# Who's going to Ironstock?



## Dr Ghastly (Apr 13, 2005)

I'll be there. Been looking forward to it since last June.


----------



## Frighteners Entertainment (Mar 14, 2006)

We'll be arriving on Thursday.


----------



## bourno (Apr 7, 2004)

Will be there early Friday afternoon. I will also be putting on a demo, so you should get to see me


----------



## Frighteners Entertainment (Mar 14, 2006)

Again? dangit!!


----------



## skrew2nite (Feb 2, 2006)

I'll be there. I'm bringing my girlfriend and introducing her to our wonderful way of life. See you guys there!


----------



## IshWitch (May 19, 2006)

We shall bring them over to the dark side!
Bwahahahaha!


----------



## Frighteners Entertainment (Mar 14, 2006)

skrew2nite said:


> I'll be there. I'm bringing my girlfriend and introducing her to our wonderful way of life. See you guys there!


HMmmmm, wonder if you still have a girl friend after she sees what it's about! LOL


----------



## granamyr (Oct 3, 2005)

I'll be there on Sunday only. On Friday and Saturday I'll be at a medieval reenactment literally right down the street from the Patton museum at Fort Knox(at the Camp Carlson army camp/recreation area). Got to earn my daily bread, as well as money to spend at Iron stock. Hopefully sales will be good. I plan to break down saturday night and go find a hotel along the route to Ironstock.


----------



## IshWitch (May 19, 2006)

We're going to the Patton Museum Friday morning. If it doesn't take hours and hours to get thru' (hubby reads every placque) then maybe we can pop in and catch some of this too!
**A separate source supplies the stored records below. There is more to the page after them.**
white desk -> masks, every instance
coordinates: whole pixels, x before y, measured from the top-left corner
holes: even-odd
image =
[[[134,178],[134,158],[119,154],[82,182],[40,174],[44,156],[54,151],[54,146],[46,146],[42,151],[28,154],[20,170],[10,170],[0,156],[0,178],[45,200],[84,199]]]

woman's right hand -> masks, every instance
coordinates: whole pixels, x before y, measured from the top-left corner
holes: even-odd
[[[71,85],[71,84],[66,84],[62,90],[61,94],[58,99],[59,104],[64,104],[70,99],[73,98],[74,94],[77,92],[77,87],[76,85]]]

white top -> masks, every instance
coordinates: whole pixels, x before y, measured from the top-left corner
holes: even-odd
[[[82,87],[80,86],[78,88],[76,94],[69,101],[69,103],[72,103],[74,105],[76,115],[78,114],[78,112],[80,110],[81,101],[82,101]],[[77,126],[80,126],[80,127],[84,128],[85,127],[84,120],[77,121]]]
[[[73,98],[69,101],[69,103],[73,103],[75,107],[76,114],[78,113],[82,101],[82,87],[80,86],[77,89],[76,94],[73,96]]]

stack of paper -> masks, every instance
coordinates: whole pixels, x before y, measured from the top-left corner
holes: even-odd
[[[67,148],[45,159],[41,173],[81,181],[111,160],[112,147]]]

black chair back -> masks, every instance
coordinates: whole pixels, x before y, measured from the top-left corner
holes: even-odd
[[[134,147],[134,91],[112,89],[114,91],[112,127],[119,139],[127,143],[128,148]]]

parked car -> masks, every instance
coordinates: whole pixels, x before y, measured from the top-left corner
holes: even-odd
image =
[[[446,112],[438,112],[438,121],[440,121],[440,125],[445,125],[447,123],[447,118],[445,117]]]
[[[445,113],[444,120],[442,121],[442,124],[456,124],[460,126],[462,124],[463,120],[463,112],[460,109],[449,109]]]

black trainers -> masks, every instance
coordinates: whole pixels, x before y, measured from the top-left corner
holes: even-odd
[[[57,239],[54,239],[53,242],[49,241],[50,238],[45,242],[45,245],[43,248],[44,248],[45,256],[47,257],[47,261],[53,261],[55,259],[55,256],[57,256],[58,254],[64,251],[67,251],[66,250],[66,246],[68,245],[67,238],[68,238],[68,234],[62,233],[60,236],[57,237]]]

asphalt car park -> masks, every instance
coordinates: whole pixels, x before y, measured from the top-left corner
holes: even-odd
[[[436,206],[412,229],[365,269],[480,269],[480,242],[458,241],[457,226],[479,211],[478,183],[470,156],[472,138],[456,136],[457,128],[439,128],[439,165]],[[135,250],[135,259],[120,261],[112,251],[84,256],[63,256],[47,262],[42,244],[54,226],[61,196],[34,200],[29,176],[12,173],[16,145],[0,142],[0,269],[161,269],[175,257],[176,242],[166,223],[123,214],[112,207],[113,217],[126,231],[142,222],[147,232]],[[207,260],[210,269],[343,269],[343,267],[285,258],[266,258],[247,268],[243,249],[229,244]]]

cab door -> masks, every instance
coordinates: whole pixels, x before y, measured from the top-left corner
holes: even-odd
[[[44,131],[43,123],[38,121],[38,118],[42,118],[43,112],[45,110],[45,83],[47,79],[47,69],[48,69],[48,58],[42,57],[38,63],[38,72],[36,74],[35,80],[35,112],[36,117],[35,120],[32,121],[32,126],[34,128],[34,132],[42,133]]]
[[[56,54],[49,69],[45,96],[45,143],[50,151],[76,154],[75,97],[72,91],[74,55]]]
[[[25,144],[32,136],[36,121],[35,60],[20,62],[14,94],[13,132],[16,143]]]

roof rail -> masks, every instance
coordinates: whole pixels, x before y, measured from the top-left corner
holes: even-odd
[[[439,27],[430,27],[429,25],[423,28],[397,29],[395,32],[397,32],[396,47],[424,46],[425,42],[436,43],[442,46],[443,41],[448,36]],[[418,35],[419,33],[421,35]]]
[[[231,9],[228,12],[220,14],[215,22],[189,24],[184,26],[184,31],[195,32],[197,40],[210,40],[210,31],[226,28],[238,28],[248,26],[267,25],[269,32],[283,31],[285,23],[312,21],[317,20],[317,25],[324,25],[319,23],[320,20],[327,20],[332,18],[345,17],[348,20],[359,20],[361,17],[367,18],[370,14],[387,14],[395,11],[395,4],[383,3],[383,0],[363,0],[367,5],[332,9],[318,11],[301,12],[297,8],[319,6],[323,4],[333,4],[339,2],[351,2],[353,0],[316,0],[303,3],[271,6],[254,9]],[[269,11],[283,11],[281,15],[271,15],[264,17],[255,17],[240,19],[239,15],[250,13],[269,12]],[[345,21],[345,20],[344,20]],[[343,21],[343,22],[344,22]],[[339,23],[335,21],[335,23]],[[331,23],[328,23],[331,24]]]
Awesome! I love medieval stuff!


----------



## granamyr (Oct 3, 2005)

Well, its open to anyone, but you have to make a reasonable attempt at medieval clothing, and site doesnt open until 3pm Eastern on friday. And friday is mostly set up...no real action until saturday. Sorry. Also if you have kids, there are minor waivers that have to be notarized in advance....its a pain, but legal issues have become a real bear these days. But the website with info is http://www.borderraids.com/. For SCA info check out www.sca.org.
Look for me on sunday though...I'll be wearing a black bandana with the reaper pirate logo next to my name here on it. And if you need medieval stuff, let me know...I got swords, costumes, etc....


----------



## skrew2nite (Feb 2, 2006)

Frighteners Entertainment said:


> HMmmmm, wonder if you still have a girl friend after she sees what it's about! LOL


LOL...she is actually looking forward to it. She is excited about the Weasel Ball as well.


----------



## Frighteners Entertainment (Mar 14, 2006)

skrew2nite said:


> LOL...she is actually looking forward to it. She is excited about the Weasel Ball as well.


That's great! At least now I know you have a ride back the Hotel!!


----------



## skrew2nite (Feb 2, 2006)

Not a problem...we have to stay at the wondeful Days Inn.....I waited too long to book a room.


----------



## Rikki (Aug 14, 2006)

I should really start checking this section of the forum more often. Today is the first I knew of this and I only live a few hours away! Better luck next year.


----------



## Frighteners Entertainment (Mar 14, 2006)

You missed out, I'm sure someone will post on what happened!


----------